Readers might have noticed ‘even’ the Chamber of Commerce had moderated its view to a point, asking that the door be closed on further spending without being over insistent on actual cuts, because until we wean our government off the thirst to spend, any likelihood of cutting spending is quite alien to the psyche. In the meantime, Mr Body advances a very well-worn strategy of the glass being half full rather than empty, which is a well-rehearsed approach among commentators and politicians when trying to distract from the core of an issue.
It’s a fair strategy for individual problems or short-term issues, but it is misplaced in the face of the profound strategic spending issues Jersey faces as recession starts to bite around the world. Mr Body in a previous article chose to snipe at the Chamber on the hair-splitting point of what the technical definition of recession is.

I think anyone reading the national dailies can work out how profound issues really are and pot shots at the Chamber have been proven to be entirely inappropriate as the world scene has unfolded over the past few weeks.

I do not believe anyone can be other than deeply shocked at current events. Even in the face of such damning evidence, Mr Body continues to treat the Chamber’s views in a coconut shy fashion, apparently in the interests of encouraging debate.

Yet I fail to see beyond an emotional three-card trick where the value of that debate now stems from. We have warned of the possibilities of what is now coming to pass over many months and a little recognition of such would not go amiss.

But no, we stoop to the old half-glass defence. On the same day as Mr Body published his column, we advanced our concerns regarding the structural risks confronting Jersey and how delicately our finances were exposed to small downturns in income or upturns in spending resulting in quite severe deficits for the States.

The clear message here is that the first fundamental that every minister, businessman and member of the public has to understand is that the room for extra spending, unless we all want higher taxes, is nil. It is the duty of Chamber to ensure all are alert to what has been a profound and fast moving economic climate.

Yet I still see ministers even in the last week wanting to spend more, which has to be madness given the position we currently face.

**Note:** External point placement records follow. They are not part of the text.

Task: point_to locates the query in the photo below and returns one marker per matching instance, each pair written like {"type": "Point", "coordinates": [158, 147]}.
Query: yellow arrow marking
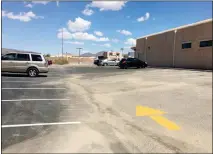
{"type": "Point", "coordinates": [156, 116]}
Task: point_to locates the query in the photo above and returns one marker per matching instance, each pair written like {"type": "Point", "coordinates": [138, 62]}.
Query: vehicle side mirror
{"type": "Point", "coordinates": [3, 58]}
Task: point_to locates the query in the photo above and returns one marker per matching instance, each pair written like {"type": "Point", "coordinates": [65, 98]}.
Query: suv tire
{"type": "Point", "coordinates": [32, 72]}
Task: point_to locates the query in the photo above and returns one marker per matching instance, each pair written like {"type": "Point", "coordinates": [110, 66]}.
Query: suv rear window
{"type": "Point", "coordinates": [10, 56]}
{"type": "Point", "coordinates": [23, 57]}
{"type": "Point", "coordinates": [36, 57]}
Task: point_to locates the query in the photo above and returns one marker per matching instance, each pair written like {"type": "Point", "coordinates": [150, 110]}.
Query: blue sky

The figures advanced in the Budget, if we are very very fortunate, might just see us by but any small departure will lead to deficits and higher taxes.

As GST is virtually the only viable tax lever government can pull presently and deficits could hit tens if not a hundred million pounds, I ask readers to contemplate which GST rate would you choose between three per cent and 15 per cent or will you just live with the glass-half-full defence or actually do something about the problem.

It takes a little courage in one’s convictions to tell it as it is, or very possibly how it might be – but the glass-half-full defence takes little conviction at all.

So this porcine is keeping his trotters firmly on the ground and, ministers, please stop spending because there is, or very well might not be, anything left to spend, unless you wish to be the perpetrators of even higher taxes.